Der Abgeordnete Hannes Damm aus Mecklenburg-Vorpommern hat da mehr Freiheiten - solange er sich im eigenen Bundesland austobt. Dort sind die Grünen in der Opposition, und Damm legt sich heftig mit der regierenden SPD an. Weil die seiner Ansicht nach einen Untersuchungsausschuss im Landtag in Schwerin behindert, der allerlei fragwürdige Vorgänge um die Gaspipeline Nord Stream 2 und das Verhalten der Landesregierung aufklären soll. Mecklenburg-Vorpommern hat sich lange Zeit ziemlich abhängig gemacht von russischem Gas, und Geld aus Russland für Nord Stream 2 war auch willkommen.

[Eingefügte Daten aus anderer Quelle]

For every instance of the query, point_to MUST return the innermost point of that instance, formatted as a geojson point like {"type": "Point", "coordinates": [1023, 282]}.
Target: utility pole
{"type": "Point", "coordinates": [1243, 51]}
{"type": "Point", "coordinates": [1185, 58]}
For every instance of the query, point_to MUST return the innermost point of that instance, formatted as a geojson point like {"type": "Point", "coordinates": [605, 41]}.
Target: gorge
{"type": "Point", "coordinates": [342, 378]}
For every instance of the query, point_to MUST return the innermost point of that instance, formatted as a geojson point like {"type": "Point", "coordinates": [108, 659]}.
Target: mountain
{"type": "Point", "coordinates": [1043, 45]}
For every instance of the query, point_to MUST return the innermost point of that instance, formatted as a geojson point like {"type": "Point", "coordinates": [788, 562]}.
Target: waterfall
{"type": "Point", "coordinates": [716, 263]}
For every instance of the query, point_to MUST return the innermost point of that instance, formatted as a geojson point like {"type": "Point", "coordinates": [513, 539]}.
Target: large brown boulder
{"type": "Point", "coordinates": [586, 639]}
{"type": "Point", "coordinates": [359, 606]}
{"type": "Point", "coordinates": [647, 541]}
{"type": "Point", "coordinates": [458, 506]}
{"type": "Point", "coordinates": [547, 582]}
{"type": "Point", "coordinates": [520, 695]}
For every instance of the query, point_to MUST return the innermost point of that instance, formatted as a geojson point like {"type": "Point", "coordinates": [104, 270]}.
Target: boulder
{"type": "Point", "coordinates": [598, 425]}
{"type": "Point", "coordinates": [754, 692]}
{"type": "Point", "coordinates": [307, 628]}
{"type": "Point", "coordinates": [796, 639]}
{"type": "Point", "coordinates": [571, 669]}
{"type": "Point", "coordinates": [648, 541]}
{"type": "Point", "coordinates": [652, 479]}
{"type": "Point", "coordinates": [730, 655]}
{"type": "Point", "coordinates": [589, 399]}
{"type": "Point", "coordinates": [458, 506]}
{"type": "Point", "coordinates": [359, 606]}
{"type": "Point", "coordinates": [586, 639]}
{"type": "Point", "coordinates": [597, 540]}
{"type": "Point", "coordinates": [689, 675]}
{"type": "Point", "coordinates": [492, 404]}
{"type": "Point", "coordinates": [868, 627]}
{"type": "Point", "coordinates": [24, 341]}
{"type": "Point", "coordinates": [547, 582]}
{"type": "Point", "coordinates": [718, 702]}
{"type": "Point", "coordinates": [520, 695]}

Jetzt auch einen U-Ausschuss im Bundestag zu fordern, ist aus Sicht von Damm nur konsequent. Schließlich habe sich nicht nur Mecklenburg-Vorpommern, sondern unter den Regierungen Schröder und Merkel auch ganz Deutschland von russischer Energie abhängig gemacht. Das aktuell prominenteste Beispiel für "problematische Verstrickungen von ehemaligen Bundesregierungsmitgliedern mit Russland", so seht es in dem Antrag zum Parteitag, sei der Altkanzler, Putin-Freund und Gaslobbyist Schröder.